The first step is to abstract away the different aspect ratios. In the Task Builder, all elements are positioned within a virtual 4:3 area that we call the stage. Any extra screen space (usually off to the sides on a landscape screen, but at the top and bottom on a portrait one) is just left blank. The stage is simply the largest 4:3 ratio landscape box that we can fit on the screen:

Schematic of the 4:3 stage on a variety of displays

By positioning all elements on the screen within this stage, and ignoring any leftover space, we can effectively treat all screens as if they have the same aspect ratio. This keeps the relative spacing between elements the same, and ensures that elements won't get bunched up on smaller screens or spread out on larger ones. You can see the extents of the stage in the tools themselves:

Screenshot showing the red boundary of the stage in the Screen Preview in Task Builder 2

Sometimes, we need several objects to appear on top of each other. In this case, the order of the objects in the Object tab matters: objects at the top of the list are most to the 'background' of the screen while the ones at the bottom of the list are most to the 'front' of the screen. Placing an object on top of another one will make the other one inactive (in case of buttons) or invisible (in case of images) where they overlap .

Coordinate System

The second step is to define the positions and sizes of objects on the screen as a proportion of the stage dimensions, as opposed to pixels. If we define sizes or positions in pixels, then they won't scale with the different screen sizes - if the screen isn't big enough, they'll simply get cut off. Instead, by expressing everything in terms of the stage dimensions, it doesn't actually matter how big the stage is - all of our objects will scale with it. Additionally, as the stage itself is guaranteed to be a consistent aspect ratio, our layout is guaranteed to stay consistent.

The naive way to do this is to express all sizes and positions in percentages. This works fine in theory, but is awkward in practice because we're working to a 4:3 ratio container, and so 10% in the X axis is different to 10% in the Y axis. We want something with a height of 10 and a width of 10 to actually be a square!
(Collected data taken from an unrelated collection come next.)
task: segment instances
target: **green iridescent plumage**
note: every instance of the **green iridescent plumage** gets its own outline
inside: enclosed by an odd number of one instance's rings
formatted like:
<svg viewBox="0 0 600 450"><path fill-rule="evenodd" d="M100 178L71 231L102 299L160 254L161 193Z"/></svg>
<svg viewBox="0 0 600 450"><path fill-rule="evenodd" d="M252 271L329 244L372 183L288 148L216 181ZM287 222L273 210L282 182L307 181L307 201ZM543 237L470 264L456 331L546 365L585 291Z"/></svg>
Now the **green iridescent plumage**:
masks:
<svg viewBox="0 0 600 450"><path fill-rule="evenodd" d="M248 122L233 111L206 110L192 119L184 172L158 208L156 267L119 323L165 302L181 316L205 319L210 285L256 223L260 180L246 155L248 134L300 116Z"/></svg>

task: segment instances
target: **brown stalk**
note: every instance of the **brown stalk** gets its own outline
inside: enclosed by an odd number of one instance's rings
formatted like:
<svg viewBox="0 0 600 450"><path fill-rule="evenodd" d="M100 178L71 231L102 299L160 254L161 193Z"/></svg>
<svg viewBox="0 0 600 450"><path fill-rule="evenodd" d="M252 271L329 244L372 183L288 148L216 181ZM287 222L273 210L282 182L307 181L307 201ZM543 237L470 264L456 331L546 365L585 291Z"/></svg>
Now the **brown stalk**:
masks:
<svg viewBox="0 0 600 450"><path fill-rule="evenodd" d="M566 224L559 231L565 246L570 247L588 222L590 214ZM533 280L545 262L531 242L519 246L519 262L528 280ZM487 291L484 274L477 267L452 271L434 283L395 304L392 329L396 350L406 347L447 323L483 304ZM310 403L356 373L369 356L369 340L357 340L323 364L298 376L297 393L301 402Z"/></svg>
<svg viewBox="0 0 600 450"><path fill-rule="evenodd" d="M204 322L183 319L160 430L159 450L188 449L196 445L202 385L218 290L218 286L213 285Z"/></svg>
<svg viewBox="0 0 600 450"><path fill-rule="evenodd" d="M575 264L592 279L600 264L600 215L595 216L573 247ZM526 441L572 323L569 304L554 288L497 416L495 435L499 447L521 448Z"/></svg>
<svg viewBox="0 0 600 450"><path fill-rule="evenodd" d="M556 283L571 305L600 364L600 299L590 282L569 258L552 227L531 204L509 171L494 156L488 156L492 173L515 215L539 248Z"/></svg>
Instead, we work to a virtual grid. We take the 4:3 stage, and divide it up into squares - 24 across and 18 high:

Schematic of the stage divided up into grid squares

When you position and size objects, you do so on this virtual grid. The actual number of squares in the grid doesn't matter much - we chose 24 and 18 because they divide the screen up finely enough to lay things out without it becoming too fiddly. When you view your layout on different screen sizes, you can see that it scales uniformly:

By keeping to the grid, we can be sure that if two objects are placed side-by-side with a gap of one box between them, they will always be separated by a distance that is 1/24th of the total width of the stage - no matter how big or small the screen is. You can be confident that your task will lay out consistently on any screen size, even ones you haven't seen before!

Advanced Positioning

There are some occasions where you really do want to express dimensions in absolute pixels, for example a vision task where it's essential to match the pixel sizes of stimuli to a previous study. To do this, you can use the Advanced Positioning component which allows you to express dimensions in pixels rather than using the grid. In this example, the image will always be shown as 200 x 200 pixels, regardless of the size of screen it's on:

Note that you can also use the Advanced Positioning component to express dimensions in percent of the screen dimensions, if this is more intuitive for you or if you are used to this method from Task Builder 1.